L’ANALISI SETTIMANALE a cura della cabina di regia di ministero della Salute e Iss conferma che la tendenza è al peggioramento. «Aumenta per la decima settimana consecutiva il numero di casi di Covid-19 nel nostro paese, questa volta un po’ di più che nelle ultime settimane» dice Gianni Rezza, direttore della prevenzione al ministero. «L’indice Rt è poco sopra l’unità» – per la precisione a 1,06 – la soglia al di sopra della quale l’epidemia è in crescita esponenziale. A livello locale, segnala l’Iss, sono 14 le regioni sopra il limite. Il report si basa sui dati raccolti fino al 4 ottobre e dunque non incorpora ancora il forte aumento di questi ultimi giorni.

«Si è ormai concretizzato un passaggio di fase epidemico in Italia», sostengono gli epidemiologi dell’Iss nel rapporto. «Si osserva un notevole carico dei servizi territoriali che va monitorato per i suoi potenziali riflessi sui servizi assistenziali». In altre parole, i dipartimenti di prevenzione delle Asl faticano a eseguire tempestivamente il gran numero di tamponi richiesti e a tracciare i contatti. Senza sufficienti test, insegna l’esperienza lombarda, i malati finiscono per riversarsi sui pronto soccorsi degli ospedali mandando in tilt il sistema sanitario.
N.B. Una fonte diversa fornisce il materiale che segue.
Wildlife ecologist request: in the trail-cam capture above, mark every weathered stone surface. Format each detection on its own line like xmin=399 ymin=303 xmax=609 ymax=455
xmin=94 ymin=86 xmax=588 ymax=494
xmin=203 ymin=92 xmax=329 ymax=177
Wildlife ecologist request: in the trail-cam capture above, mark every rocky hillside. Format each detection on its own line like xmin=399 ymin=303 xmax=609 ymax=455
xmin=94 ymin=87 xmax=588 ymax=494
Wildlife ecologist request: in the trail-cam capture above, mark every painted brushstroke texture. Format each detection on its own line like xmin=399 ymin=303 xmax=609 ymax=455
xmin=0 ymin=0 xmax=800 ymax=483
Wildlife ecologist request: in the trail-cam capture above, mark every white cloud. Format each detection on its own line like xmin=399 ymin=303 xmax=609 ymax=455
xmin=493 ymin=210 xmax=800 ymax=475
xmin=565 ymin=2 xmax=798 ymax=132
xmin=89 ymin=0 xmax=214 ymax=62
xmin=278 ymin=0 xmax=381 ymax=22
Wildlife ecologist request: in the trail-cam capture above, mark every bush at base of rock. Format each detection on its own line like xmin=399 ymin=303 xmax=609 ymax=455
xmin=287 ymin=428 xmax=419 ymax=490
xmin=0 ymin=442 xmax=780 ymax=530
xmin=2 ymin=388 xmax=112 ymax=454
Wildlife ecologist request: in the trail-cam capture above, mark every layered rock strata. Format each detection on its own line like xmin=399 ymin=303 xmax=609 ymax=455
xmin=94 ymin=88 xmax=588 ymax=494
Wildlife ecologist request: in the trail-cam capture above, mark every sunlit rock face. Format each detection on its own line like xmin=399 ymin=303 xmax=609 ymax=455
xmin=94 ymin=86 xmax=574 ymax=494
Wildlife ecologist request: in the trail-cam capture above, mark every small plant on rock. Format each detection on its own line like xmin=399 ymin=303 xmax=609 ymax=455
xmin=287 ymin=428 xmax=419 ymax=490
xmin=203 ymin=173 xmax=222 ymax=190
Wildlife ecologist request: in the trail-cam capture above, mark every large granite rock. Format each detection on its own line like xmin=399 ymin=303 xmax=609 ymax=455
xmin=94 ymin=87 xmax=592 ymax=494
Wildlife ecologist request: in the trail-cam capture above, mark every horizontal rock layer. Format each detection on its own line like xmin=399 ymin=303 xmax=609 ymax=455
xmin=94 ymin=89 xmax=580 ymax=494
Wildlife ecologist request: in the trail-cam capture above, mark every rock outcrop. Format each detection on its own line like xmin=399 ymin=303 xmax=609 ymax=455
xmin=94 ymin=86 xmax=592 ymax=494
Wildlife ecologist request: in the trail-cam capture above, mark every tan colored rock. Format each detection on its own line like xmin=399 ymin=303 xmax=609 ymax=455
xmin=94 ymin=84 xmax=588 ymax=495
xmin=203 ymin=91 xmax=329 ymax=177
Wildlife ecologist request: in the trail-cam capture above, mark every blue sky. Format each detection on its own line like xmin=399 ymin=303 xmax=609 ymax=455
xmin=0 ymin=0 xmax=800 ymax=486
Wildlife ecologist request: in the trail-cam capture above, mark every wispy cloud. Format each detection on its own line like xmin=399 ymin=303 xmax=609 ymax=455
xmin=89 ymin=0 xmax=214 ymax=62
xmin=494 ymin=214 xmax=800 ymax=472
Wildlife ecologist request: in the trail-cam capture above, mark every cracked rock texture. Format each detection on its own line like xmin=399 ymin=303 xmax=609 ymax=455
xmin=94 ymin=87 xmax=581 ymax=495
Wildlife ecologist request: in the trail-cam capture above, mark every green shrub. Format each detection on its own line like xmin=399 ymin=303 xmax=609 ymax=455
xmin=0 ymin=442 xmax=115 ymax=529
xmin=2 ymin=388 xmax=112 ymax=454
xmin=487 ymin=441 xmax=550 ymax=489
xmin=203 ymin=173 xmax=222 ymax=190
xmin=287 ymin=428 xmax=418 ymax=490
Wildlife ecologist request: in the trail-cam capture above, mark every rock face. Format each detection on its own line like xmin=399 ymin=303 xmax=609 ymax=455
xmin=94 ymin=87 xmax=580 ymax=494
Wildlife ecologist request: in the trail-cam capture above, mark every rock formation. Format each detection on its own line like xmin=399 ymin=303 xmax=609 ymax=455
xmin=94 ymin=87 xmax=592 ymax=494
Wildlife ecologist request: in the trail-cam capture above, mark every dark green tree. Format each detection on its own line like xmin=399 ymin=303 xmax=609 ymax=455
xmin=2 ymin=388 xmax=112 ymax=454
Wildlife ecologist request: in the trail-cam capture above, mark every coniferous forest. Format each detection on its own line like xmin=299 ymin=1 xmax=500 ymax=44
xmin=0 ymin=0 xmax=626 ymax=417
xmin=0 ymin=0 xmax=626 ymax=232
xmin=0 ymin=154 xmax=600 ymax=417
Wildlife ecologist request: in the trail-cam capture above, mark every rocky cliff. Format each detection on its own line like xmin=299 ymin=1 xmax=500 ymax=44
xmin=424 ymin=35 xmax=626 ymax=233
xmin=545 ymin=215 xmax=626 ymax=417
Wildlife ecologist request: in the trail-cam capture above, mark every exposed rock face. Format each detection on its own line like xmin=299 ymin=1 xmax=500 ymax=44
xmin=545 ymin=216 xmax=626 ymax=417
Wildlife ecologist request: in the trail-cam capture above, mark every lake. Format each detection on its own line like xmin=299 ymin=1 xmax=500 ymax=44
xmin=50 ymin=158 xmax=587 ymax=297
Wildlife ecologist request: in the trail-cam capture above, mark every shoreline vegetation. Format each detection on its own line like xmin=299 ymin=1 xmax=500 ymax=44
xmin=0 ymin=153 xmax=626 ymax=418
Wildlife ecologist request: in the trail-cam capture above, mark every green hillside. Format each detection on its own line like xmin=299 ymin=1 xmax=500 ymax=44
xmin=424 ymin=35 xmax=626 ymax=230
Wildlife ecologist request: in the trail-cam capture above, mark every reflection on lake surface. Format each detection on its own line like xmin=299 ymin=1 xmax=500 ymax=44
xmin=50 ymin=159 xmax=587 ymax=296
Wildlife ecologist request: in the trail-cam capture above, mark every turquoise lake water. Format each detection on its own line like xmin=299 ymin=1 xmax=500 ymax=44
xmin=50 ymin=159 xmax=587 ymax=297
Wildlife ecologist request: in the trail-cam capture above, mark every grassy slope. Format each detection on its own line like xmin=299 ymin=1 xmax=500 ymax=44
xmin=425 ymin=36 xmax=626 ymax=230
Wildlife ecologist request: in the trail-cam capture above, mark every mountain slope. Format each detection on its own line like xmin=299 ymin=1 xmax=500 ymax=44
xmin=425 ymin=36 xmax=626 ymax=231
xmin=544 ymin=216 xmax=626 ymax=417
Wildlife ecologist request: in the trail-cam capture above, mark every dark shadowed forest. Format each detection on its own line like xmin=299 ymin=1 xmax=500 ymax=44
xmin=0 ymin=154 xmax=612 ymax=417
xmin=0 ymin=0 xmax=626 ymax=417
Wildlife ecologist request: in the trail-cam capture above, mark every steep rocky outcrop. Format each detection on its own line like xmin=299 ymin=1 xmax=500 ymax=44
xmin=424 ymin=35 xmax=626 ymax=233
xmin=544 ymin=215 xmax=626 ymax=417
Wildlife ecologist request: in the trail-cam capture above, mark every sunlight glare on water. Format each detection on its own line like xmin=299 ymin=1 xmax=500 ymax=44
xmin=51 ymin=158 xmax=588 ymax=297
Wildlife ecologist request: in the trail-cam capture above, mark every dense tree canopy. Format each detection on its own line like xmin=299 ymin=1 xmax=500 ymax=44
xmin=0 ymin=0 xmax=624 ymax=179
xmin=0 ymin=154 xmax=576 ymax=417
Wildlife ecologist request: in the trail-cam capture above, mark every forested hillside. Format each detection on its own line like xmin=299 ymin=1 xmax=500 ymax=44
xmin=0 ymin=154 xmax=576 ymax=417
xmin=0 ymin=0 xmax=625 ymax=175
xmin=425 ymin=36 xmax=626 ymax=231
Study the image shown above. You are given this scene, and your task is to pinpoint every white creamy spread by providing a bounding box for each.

Ma è oggettivamente difficile monitorare 3.805 focolai, di cui 1.181 scoppiati solo nell’ultima settimana. Se ne stanno accorgendo le persone che devono sottoporsi al tampone nei “drive in”, dove le file arrivano a molte ore di attesa. Nel 77% dei casi il contagio avviene in famiglia, ma in oltre 4 mila casi il link epidemiologico non è stato individuato: significa che il virus circola attivamente nella popolazione in maniera sotterranea più intensamente di quanto non mostrino i test.